“Life is but a Dream”
“We are the stuff that dreams are made of.” So said William Shakespeare in his last play, The Tempest. And this, in a nutshell, is the theme of Inception. This is the movie the summer has been waiting for. Only rarely does one go to a movie and see something that is actually inventive and imaginative. Most films are recycles of older films and reruns of time worn ideas. But in the sure and steady hands of director Christopher Noland and thanks to a remarkable group of digital artists, Inception reminds you that movies are us: the stuff that dreams are made of. Noland takes a very basic premise about human beings—we use very little of our conscious mind and that much of our mental activity takes place while we sleep. Our minds are unexplored and under utilized territory, but this terrain is inhabited. Beware.
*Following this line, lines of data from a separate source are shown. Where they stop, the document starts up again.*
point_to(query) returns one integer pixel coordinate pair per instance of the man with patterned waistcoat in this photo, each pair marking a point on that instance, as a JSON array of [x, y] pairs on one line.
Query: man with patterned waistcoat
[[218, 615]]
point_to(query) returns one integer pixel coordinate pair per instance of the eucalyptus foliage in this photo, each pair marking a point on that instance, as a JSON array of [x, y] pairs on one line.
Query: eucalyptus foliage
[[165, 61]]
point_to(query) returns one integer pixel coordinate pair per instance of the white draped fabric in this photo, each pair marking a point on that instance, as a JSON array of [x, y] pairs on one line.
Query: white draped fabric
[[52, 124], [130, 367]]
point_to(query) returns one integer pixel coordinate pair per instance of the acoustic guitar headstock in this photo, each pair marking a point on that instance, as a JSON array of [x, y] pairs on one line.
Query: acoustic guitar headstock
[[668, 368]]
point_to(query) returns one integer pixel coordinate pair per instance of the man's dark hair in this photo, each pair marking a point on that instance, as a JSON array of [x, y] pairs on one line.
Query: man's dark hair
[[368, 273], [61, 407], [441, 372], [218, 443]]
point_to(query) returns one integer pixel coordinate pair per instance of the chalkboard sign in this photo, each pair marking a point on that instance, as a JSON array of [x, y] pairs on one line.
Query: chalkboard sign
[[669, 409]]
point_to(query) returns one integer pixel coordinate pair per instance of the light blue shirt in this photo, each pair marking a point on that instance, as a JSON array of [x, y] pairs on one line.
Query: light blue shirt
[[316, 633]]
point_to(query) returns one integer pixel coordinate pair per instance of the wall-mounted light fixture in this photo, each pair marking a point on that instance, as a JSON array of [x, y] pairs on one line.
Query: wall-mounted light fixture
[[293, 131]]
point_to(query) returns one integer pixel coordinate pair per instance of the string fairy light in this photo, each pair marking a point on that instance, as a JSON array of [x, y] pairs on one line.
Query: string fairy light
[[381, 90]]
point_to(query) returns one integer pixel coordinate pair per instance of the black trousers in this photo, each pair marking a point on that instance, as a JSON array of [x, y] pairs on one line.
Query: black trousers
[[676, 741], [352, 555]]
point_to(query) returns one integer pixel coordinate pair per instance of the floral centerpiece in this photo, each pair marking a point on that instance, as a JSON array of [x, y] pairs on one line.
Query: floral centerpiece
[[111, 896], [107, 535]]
Dreams happen each and every night, but we remember little of the content. From a Freudian point of view, dreams are the “royal road to the unconscious.” There, in this buried kingdom, our deepest longings are secreted, our most profound fears are cached, lying under layers of traumas and very resistant to excavation. Freud described the unconscious mind like the city of Rome, a place he never visited but the analogy was apt. As anyone who has been to Rome knows, you can walk down many streets and many strata of time are laid out in front of you, like an Escher drawing: the ancient world, the world of the Renaissance, the time of Mussolini, and today. The mind, like Rome, has its own archaeological layers of experiences that have to be mined. The psychologist uses the dream images for what they are, metaphors that must be interpreted. Noland is asking the audience to both take dreams literally but to also remember that dreams stand for something else that is hidden away.
Noland also plays with another, more Eastern, more mystical concept: suppose we are the dream of a greater being, a fantasy of some kind of god? For philosophy, psychology, for theology, and for us all, the real question is what is existence? The answer has to be is that Being must include that vast amount of time we spend on our fantasy worlds, not just our night dreams but also our daydreams. Like Shiva, we dream ourselves into an existence. Noland is fascinated with the mechanics of the dream: that we create the dream but do not know that we are creating all elements of the dream. In other words, those who chase you and persecute you are you. Suppose we are the gods of our own dreams and we are dreaming ourselves? Then what is real and what is the dream? That is the key question of Inception.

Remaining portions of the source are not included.